Ricore: Fanden die Dreharbeiten ausschließlich im Studio statt, oder gibt es noch einige Flecken in China, in denen der Geist der Vergangenheit zu spüren ist?

Kar-Wai: Wir haben "The Grandmaster" zum Teil im Süden Chinas sowie in der Mandschurei gedreht. Einige Szenen wurden vor Ort in einer Stadt gedreht, die zwei Stunden von Guangzhou entfernt ist. Trotz einiger gut erhaltenen Ecken gibt es dort überall Fabriken. Aus diesem Grund musste der andere Teil des Films im Studio gedreht werden. Ein anderes Problem war, dass der Original-Drehort tagsüber zu bevölkert und zu laut war. Daher mussten wir nachts arbeiten.
Wild Bunch
Tony Leung in "The Grandmaster"
Ricore: Wie schwierig war es, einen so aufwendigen Film in Zeiten der Wirtschaftskrise zu finanzieren?

Kar-Wai: Weil es sich um ein populäres Genre handelt und der Markt in China wächst, war es uns möglich, eine Produktion solchen Ausmaßes zu finanzieren. Vor einigen Jahren wäre das unmöglich gewesen.

Ricore: Jeder spricht heute über den chinesischen Filmmarkt. Glauben Sie, dass er eines Tages den US-amerikanischen überflügeln wird?

Kar-Wai: Wegen der Bevölkerungsdichte wächst der Markt schnell an. Ich bin mir aber nicht sicher, ob er eines Tages größer sein wird, als der US-amerikanische Filmmarkt. Wenn, dann passiert das nicht über Nacht. Wegen der Lebensbedingungen der Menschen braucht es noch eine Weile. Hinzu kommt, dass die chinesische Regierung Koproduktionen fördert. Man stellt den Filmemachern mehr Gelder für die Realisierung von Projekten zur Verfügung.

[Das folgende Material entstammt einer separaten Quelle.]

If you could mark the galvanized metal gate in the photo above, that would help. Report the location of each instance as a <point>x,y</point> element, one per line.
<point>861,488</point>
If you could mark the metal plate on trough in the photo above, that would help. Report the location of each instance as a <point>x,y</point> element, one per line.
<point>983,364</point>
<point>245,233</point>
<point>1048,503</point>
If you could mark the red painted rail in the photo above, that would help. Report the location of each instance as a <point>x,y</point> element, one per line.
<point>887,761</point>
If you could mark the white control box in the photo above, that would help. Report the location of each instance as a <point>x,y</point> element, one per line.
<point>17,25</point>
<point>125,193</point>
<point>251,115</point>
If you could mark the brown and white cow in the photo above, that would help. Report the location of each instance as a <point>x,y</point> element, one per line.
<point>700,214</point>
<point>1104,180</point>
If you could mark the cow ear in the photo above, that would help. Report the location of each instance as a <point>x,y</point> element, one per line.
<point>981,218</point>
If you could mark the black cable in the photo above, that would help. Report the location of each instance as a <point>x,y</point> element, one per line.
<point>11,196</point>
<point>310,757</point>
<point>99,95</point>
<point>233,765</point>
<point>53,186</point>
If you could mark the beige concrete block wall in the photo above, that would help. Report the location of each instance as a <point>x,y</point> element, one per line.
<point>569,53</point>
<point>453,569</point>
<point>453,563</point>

Ricore: Stimmen die Gerüchte, dass Sie zwecks des besseren Verständnisses eine neu geschnittene Version von "The Grandmaster" für den westlichen Markt herausbringen werden?

Kar-Wai: Das ist Wunschdenken unserer Verleiher. Das stimmt nicht.

Ricore: Es wird also keine zugänglichere Version für den Westen geben, um ein breiteres Publikum zu erreichen?

Kar-Wai: Nein, das Publikum ist breit genug (lacht). Ich fasse das aber als Kompliment auf. Schließlich steckt dahinter der Wunsch, dass man mehr vom Film sehen will, am besten eine Drei-Stunden-Version. Es bedeutet, dass die Verleiher den Film mögen. Sonst würden sie sich eine andere, 30 Minuten kürzere Version wünschen.

Ricore: Haben Sie heute mehr Gestaltungsfreiheit bei Ihren Filmen als früher.

Kar-Wai: Nicht mehr und nicht weniger. Wir produzieren die Filme so, wie wir glauben, dass es richtig ist.

Ricore: "The Grandmaster" ist eine Koproduktion mit China. Waren Sie nicht dennoch Restriktionen ausgesetzt?

Kar-Wai: Es gibt ein grundlegendes Missverständnis über die chinesische Zensur-Politik. Wenn man in China einen Film machen will, muss man das Drehbuch vor den Dreharbeiten der Zensurbehörde einreichen. Sicher kann man ohne Erlaubnis drehen. Das bedeutet aber, dass man keine Erlaubnis für die Vermarktung des Films bekommt. China hat ein sehr altes Zensursystem. Es gibt keine Altersfreigabe. Die Filme sollten von allen Altersstufen gesehen werden. Wenn ein Film nicht für ein Kind geeignet ist, gibt es ein Nein und man muss die fragwürdigen Szenen schneiden. Die Zensurbehörde ist heute gemeinsam mit den Filmemachern bemüht, das System der Altersfreigabe anzuwenden. Wenn das durchgesetzt wird, werden die Künstler mehr kreativen Spielraum haben. Dann wird es mehr interessante Projekte geben.